Abstract
Introduction: As a common disease, gallstone has the potential to increase the risk of biliary tract neoplasm via inflammation, bile flow alterations, or changing the levels of metabolic hormones.
Objectives: The present systematic review intended to investigate the potential relationship between gallstone and biliary tract neoplasm.
Materials and Methods: The present study was conducted through a systematic review and meta-analysis, based on the guidelines provided by PRISMA. A comprehensive search was performed in the Web of Science, Cochrane, ProQuest, PubMed, and Google Scholar databases until February 20, 2024. Moreover, data analysis was performed using the STATA 14 software, and the significance level was set at P<0.05.
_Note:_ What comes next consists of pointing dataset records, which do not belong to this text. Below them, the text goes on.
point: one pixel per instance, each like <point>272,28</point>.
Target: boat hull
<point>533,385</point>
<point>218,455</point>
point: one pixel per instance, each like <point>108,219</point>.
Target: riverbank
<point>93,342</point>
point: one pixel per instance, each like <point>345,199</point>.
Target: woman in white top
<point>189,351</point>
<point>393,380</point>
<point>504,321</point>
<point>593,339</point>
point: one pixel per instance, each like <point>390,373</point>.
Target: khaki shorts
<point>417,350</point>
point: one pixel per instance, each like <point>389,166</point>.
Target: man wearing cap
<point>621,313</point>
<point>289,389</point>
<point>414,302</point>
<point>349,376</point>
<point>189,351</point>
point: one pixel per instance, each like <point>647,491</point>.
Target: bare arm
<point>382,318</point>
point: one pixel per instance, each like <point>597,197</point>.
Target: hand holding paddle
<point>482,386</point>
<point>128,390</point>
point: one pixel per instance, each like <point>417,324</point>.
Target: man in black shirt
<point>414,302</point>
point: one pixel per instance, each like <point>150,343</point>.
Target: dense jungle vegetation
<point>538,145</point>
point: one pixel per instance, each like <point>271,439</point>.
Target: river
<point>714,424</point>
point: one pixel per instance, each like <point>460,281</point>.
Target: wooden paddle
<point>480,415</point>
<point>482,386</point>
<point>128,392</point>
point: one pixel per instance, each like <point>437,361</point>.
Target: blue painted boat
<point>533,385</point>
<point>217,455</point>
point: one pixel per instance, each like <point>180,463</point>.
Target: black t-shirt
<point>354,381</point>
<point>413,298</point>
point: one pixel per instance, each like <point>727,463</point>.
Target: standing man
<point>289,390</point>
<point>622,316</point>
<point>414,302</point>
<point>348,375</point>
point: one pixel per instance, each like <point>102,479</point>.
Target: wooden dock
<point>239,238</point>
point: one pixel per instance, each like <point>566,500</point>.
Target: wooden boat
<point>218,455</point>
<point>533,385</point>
Results: The present systematic review included 14 case-control and 11 cohort studies. According to our results, gallstone increased the risk of biliary tract neoplasm in all studies (OR: 4.08, 95% CI: 2.82, 5.92), including cohort (OR: 4.35, 95% CI: 2.61, 7) and case-control studies (OR: 3.87, 95% CI: 2.22, 6.72). Moreover, the increased risk of biliary tract neoplasm was reported in the gallstone patients of the age groups of 40-49 years (OR: 2.97, 95% CI: 2.30, 3.84), 50-59 years (OR: 2.92, 95% CI: 2.02, 4.23), and 60-69 years (OR: 6.34, 95% CI: 4, 10.07). Furthermore, the patients with gallstones were at an increased risk of gallbladder cancer (OR: 6.24, 95% CI: 3.95, 9.85), intrahepatic bile duct cancer (OR: 4.46, 95% CI: 1.31, 15.15), extrahepatic bile duct cancer (OR: 4.19, 95), and ampulla of Vater cancer (OR: 2.47, 95% CI: 1.53, 3.99) compared to patients without gallstones.
Conclusion: Gallstones significantly increased the risk of biliary tract neoplasm, with the highest risk reported in the age group of 60-69 years.
Registration: This study has been compiled based on the PRISMA checklist, and its protocol was registered on the PROSPERO (ID: CRD42024518046) and Research Registry (UIN: reviewregistry1800) website.